Ce musée, riche de plus de 14 300 pièces (peintures, sculptures romanes et gothiques, en pierre ou en bois, vitraux, œuvres d’orfèvrerie et d’émaillerie, tapisseries mais aussi objets du quotidien), recèle une des plus belles collections consacrée au Moyen-Age dans le monde.
Un de ses joyaux est bien sûr la fabuleuse tenture de la Dame à la licorne, icône exceptionnelle, adulée des petits et des grands, cet ensemble de six tapisseries du début du XVIème siècle représentant les cinq sens et même un sixième, « Mon seul désir », formule sur laquelle on s’interroge encore.
Cette tenture n’est pas la seule raison du succès du musée de Cluny. Elles sont nombreuses. D’abord la beauté du site et de son emplacement. Mais aussi l’attrait des visiteurs pour cette période du Moyen Âge.
Car comme le disait le grand médiéviste Georges Duby « le Moyen-Age est un monde merveilleux, c’est notre western. »
La période tourmentée que nous traversons est propice à l'attrait d'un voyage dans le temps pour refaire connaissance avec l’histoire, avec notre histoire partagée.
Le Musée de Cluny a, comme d’autres, souffert des attentats qui ont touché Paris en 2015, avec une diminution notable de sa fréquentation.
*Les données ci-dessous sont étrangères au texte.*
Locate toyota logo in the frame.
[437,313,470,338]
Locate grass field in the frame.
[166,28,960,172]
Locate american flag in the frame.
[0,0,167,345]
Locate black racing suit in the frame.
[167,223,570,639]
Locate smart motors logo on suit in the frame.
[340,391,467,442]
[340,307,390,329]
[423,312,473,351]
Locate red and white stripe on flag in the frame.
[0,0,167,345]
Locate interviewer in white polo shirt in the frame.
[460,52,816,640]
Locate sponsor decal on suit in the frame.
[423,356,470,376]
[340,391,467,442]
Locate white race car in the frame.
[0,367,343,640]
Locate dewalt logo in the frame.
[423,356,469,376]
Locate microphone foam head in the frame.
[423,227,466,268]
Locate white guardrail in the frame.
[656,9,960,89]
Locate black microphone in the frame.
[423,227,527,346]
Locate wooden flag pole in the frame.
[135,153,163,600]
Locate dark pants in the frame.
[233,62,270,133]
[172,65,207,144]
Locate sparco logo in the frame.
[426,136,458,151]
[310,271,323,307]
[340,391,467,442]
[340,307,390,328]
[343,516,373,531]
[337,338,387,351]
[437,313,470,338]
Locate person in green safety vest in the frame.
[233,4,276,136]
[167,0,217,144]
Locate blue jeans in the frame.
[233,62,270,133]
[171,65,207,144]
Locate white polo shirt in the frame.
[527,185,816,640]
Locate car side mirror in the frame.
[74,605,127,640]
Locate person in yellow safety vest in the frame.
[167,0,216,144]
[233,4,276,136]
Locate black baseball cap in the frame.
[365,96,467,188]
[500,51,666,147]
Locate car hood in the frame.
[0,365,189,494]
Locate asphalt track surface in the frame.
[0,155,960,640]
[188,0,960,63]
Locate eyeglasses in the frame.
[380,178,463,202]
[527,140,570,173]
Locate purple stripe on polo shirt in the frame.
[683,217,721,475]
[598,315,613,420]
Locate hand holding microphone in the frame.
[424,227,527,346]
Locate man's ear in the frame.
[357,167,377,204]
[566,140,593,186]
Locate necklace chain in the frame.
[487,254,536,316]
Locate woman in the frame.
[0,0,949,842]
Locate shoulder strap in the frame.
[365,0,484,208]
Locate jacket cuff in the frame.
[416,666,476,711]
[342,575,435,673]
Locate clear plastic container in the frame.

Je veux donc vous assurer du soutien de l’Etat au Musée pour assumer financièrement les conséquences des besoins de sécurité renforcée. Et nous continuerons à la faire, bien sûr, dans les mois qui viennent.
Je tiens d'ailleurs à remercier toutes les équipes du musée d'avoir intégré et assumé cette contrainte nouvelle sans entamer la qualité d'accueil du public.
C'est cet objectif de mieux accueillir le public qui nous réunit aujourd'hui.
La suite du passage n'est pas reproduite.